Welcome to Sab-AI lab

A boutique AI lab in Nagoya-Japan.

This is a brief of the Auto-Speech-Rater technical narrative developed to be installed in the TOEFL test platform of
TestDen Canada

The narrative lays out the technology's scope of works, accuracy, the-best-use and wayforwards.


Datasets and models download:

By downloading this source code I acknowledge that I have fully read and understood the below system's scope and description as well as its behaviour/acceptance test criteria in its entirety and am considering all requirements when I build upon/use the system to keep it performing as expressed.



Auto-Speech-Rater; an algorithm for real-time Spoken English Assessment

This algorithm was built for processing high-entropy speech (simultaneou free speech processing) using probabilistic machine learning and deep learning models to predict spoken English language proficiency. This algorithm can measure the “pronunciation”, "prosody", "use of language" competency and latent semantic index of a user (speaker) to rate its spoken proficiency based on existing classification of TOEFL scores and also compare it with the average rate of non-native and native speakers.

This is the results from two years of study whose overal achivement is an average assessment accuracy level of 72% for non-native adult speakers. The correlation between the human scores and the machine scores for an overall measure of speaking was 0.86 thus proving the reliability of the measure of speaking in tests.


  • it transforms sounds/language into vectores in a n-dimension sphere in which each feature is vectorized to represent pronunciation, prosody, and language for further evaluation.

  • The models range from parametric, non-parametric statistics to a Neural Networks architecture. The ETS scoring rubric philosophy was generally adopted for judgment on the spoken language proficiency level. This framework could change and be customized on demand.

  • The mic input is crucial in the accuracy of the results. Certainly, pre-recorded sounds can be analysed, some parts of acoustic features which contain key information will be vanished though. It happens when the sound is compressed during the digitalization process.

Here are the models generated by the algorithms:

  • * CART,
  • * ETC,
  • * NN,
  • * LDA,
  • * LR,
  • * MLTRNL,
  • * CNN,
  • * RNN,
  • * myspsolution,
  • * PCA,
  • * REF,
  • * SVN,
  • * dfdg,
  • * forquil,

There are three models-set:

  • SET-1; it was developed based on non-native English speakers who had prepared for the TOEFL test.
  • SET-2; it was developed based on non-native and native English speakers in ordinary conversation situations.
  • SET-3; it was developed based on non-native and native English speakers where they had spoken about specific topics with having background knowledge of them.

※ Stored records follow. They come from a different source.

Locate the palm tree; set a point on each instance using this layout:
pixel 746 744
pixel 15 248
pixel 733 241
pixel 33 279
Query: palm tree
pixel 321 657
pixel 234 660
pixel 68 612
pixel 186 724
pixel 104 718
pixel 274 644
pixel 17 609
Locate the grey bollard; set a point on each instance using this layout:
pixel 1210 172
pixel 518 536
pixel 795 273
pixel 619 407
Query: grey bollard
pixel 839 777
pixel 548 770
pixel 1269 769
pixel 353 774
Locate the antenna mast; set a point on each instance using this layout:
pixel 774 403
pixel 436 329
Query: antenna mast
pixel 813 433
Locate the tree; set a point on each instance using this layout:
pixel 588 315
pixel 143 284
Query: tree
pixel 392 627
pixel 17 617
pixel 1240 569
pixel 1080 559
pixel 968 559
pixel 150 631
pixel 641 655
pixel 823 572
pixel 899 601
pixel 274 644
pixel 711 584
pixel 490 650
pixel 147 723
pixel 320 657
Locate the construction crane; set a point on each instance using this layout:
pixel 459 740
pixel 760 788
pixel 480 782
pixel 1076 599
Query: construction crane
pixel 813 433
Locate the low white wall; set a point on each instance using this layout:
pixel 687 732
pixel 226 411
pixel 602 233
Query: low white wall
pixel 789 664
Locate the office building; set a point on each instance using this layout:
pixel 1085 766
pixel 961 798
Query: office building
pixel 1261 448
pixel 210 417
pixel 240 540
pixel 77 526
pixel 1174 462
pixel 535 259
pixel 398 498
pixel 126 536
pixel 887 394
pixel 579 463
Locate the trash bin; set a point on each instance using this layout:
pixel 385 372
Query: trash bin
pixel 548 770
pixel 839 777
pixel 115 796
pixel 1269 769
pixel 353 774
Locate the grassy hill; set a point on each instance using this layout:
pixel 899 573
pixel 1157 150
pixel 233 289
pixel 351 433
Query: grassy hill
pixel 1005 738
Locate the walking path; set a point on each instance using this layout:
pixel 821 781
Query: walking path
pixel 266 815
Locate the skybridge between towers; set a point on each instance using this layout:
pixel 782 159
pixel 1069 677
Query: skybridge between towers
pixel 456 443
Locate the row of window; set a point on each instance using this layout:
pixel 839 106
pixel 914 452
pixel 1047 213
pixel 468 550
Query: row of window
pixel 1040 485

Total speaking fluency refers to the ability of speakers to speak the words about specific topics in English effortlessly and efficiently (automaticity) with meaningful expression that enhances the meaning of the topics (prosody). Fluency takes phonics or word recognition to the next level. While many speakers can decode words accurately, they may not be fluent or automatic in their word recognition in simultaneious speech. These speakers tend to expend too much of their limited mental energy on figuring out the pronunciation and meaning of words, energy that is taken away from that more important task in conveying intelligible ideas — getting to the topics overall meaning. Thus, the lack of fluency often results in poor comunication.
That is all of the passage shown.